Thoracic Cancer Unit, Gustave Roussy, Villejuif, France.
Oscar Lambret, Lille, France.
J Thorac Oncol. 2021 Dec;16(12):2144-2149. doi: 10.1016/j.jtho.2021.08.008. Epub 2021 Aug 26.
Thymic epithelial tumors (TETs) are rare malignancies ranging from indolent thymoma A to aggressive thymic carcinomas (TCs). Brain metastases are extremely infrequent for TETs and have only been described in case reports or small single-center series. RYTHMIC (Réseau tumeurs THYMiques et Cancer) is a French nationwide network mandated to systematically review every TET case and prospectively includes all consecutive patients discussed by national or regional tumor boards. We analyzed patients with TETs and central nervous system (CNS) metastasis during their cancer history from this large French registry. In an 8-year period, 2909 patients were included in the database, including 248 TCs (8.5%). A total of 14 patients had CNS metastases, five (36%) at diagnosis and nine (64%) at relapse. Among them, 12 patients (86%) had a diagnosis of TC and two (14%) had thymoma A and B3. Surgical biopsies were performed, and the histologic subtype for non-TC tumors was centrally confirmed. Median overall survival was 22 months (95% confidence interval [CI]: 9.8-34.2), with longer, albeit not significant, overall survival when CNS metastases were present at diagnosis versus relapse (not reached versus 17 mo; p = 0.29); median progression-free survival was 13 versus 8 months (p = 0.06), respectively. A higher risk of death (hazard ratio = 5.34, 95% CI: 1.3-21.9, p = 0.02) and relapse (hazard ratio = 1.89, 95% CI: 0.9-3.7, p = 0.06) was observed for patients suffering from TC with brain metastases compared with those without CNS extension. CNS disease was extremely rare in our TET cohort (0.48%), reported at both diagnosis and progression, present primarily in TC, with prevalence rising to 4.9%.

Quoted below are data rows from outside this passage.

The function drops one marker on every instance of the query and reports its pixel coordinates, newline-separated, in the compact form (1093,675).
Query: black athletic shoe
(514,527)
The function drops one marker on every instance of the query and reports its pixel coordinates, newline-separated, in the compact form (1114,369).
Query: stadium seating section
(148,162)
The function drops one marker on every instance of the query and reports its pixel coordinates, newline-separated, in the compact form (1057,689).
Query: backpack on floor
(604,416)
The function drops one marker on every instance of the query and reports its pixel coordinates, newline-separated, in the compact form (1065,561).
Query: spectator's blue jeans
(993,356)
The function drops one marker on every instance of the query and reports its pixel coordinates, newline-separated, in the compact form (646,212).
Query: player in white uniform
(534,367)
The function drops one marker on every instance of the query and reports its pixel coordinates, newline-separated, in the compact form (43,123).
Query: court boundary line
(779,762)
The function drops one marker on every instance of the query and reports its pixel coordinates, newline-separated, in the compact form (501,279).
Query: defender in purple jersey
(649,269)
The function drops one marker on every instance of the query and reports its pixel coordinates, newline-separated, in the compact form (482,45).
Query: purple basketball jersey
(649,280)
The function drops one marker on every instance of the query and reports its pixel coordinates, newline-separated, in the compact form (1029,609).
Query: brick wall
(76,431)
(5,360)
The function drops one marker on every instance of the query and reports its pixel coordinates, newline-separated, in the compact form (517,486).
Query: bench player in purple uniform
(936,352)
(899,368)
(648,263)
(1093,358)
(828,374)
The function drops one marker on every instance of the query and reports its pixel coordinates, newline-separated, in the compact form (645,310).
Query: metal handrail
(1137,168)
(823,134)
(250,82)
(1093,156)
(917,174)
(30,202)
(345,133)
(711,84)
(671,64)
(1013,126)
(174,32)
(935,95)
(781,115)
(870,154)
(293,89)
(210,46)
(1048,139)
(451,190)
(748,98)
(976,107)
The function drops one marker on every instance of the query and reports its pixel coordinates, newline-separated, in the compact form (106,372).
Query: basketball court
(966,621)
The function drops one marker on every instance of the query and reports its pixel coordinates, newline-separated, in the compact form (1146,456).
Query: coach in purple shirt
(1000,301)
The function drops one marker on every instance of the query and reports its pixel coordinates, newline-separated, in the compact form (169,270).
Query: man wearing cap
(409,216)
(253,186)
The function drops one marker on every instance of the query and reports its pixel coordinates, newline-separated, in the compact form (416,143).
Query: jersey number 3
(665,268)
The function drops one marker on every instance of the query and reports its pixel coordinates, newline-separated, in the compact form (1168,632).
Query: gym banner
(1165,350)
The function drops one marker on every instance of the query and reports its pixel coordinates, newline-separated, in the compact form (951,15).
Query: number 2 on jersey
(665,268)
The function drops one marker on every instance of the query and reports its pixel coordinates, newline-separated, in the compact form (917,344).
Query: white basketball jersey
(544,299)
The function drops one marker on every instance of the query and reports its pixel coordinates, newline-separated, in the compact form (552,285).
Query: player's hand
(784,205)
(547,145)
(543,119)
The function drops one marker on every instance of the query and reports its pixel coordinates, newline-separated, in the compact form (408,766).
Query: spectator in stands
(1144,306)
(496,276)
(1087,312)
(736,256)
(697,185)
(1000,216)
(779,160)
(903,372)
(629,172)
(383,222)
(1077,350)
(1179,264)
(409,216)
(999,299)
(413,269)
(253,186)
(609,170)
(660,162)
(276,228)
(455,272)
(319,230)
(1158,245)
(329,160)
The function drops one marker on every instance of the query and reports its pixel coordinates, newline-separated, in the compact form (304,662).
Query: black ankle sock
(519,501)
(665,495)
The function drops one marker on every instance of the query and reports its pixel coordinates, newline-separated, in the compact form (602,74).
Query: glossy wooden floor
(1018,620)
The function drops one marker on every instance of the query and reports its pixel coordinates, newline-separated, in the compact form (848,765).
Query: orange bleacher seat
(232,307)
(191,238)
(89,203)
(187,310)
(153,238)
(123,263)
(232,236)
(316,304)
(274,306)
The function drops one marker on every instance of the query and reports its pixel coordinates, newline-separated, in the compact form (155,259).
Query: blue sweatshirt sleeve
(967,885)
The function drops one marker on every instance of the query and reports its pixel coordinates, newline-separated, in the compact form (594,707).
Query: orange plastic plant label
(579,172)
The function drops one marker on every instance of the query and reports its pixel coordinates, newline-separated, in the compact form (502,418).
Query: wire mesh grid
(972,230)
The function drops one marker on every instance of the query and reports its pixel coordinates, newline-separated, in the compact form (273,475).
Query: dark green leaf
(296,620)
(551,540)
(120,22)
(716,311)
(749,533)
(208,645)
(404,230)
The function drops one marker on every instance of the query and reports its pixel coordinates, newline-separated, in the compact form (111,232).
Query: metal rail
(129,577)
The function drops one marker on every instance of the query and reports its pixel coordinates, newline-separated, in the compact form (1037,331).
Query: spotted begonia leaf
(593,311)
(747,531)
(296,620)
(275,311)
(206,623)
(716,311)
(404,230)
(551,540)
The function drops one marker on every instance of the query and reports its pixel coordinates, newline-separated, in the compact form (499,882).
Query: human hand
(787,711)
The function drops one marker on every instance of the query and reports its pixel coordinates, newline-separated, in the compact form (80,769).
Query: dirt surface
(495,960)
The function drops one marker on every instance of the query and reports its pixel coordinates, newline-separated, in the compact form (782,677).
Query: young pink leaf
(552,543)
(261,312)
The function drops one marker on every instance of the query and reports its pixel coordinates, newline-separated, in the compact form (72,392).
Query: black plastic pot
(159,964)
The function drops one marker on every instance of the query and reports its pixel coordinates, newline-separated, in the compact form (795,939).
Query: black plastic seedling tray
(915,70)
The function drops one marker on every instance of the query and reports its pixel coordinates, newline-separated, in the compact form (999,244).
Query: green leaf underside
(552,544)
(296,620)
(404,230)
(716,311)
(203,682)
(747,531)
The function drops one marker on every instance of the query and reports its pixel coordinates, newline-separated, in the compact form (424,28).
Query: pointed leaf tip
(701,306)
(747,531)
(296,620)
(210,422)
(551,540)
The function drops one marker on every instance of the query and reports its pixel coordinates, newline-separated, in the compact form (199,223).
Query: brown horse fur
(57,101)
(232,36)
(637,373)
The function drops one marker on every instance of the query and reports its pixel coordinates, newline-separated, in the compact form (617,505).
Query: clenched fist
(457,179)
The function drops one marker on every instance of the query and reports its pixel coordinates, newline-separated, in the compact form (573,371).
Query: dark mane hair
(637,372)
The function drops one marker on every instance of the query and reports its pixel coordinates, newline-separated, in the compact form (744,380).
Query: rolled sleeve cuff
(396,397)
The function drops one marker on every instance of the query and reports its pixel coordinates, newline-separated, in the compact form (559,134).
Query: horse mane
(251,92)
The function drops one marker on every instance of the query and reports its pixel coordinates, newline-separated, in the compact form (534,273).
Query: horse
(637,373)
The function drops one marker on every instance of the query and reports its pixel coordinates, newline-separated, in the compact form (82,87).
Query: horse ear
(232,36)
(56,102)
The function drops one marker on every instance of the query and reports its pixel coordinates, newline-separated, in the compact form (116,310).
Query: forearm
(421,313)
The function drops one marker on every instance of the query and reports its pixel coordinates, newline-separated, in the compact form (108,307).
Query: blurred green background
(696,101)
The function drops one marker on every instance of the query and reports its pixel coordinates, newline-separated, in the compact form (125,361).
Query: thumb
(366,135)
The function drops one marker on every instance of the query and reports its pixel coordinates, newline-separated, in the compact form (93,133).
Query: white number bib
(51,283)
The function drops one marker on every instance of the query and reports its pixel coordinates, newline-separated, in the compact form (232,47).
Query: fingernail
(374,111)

胸腺上皮肿瘤(TETs)是罕见的恶性肿瘤,从惰性胸腺瘤 A 到侵袭性胸腺癌(TCs)不等。脑转移对于 TETs 来说极为罕见,仅在病例报告或小的单中心系列中有所描述。RYTHMIC(Réseau tumeurs THYMiques et Cancer)是一个法国全国性网络,负责系统审查每例 TET 病例,并前瞻性地包括国家或地区肿瘤委员会讨论的所有连续患者。我们分析了来自这个大型法国注册中心的 TET 患者及其癌症病史中的中枢神经系统(CNS)转移情况。在 8 年期间,该数据库共纳入 2909 例患者,其中包括 248 例 TC(8.5%)。共有 14 例患者发生 CNS 转移,其中 5 例(36%)在诊断时,9 例(64%)在复发时。其中,12 例(86%)患者诊断为 TC,2 例(14%)患者诊断为胸腺瘤 A 和 B3。进行了外科活检,非 TC 肿瘤的组织学亚型由中心确认。中位总生存期为 22 个月(95%置信区间[CI]:9.8-34.2),与复发时相比,CNS 转移在诊断时存在时总生存期较长(未达到 17 个月;p=0.29);中位无进展生存期分别为 13 个月和 8 个月(p=0.06)。与无脑膜转移的患者相比,患有脑转移的 TC 患者死亡(风险比=5.34,95%CI:1.3-21.9,p=0.02)和复发(风险比=1.89,95%CI:0.9-3.7,p=0.06)的风险更高。CNS 疾病在我们的 TET 队列中极为罕见(0.48%),在诊断和进展时均有报道,主要发生在 TC 中,患病率上升至 4.9%。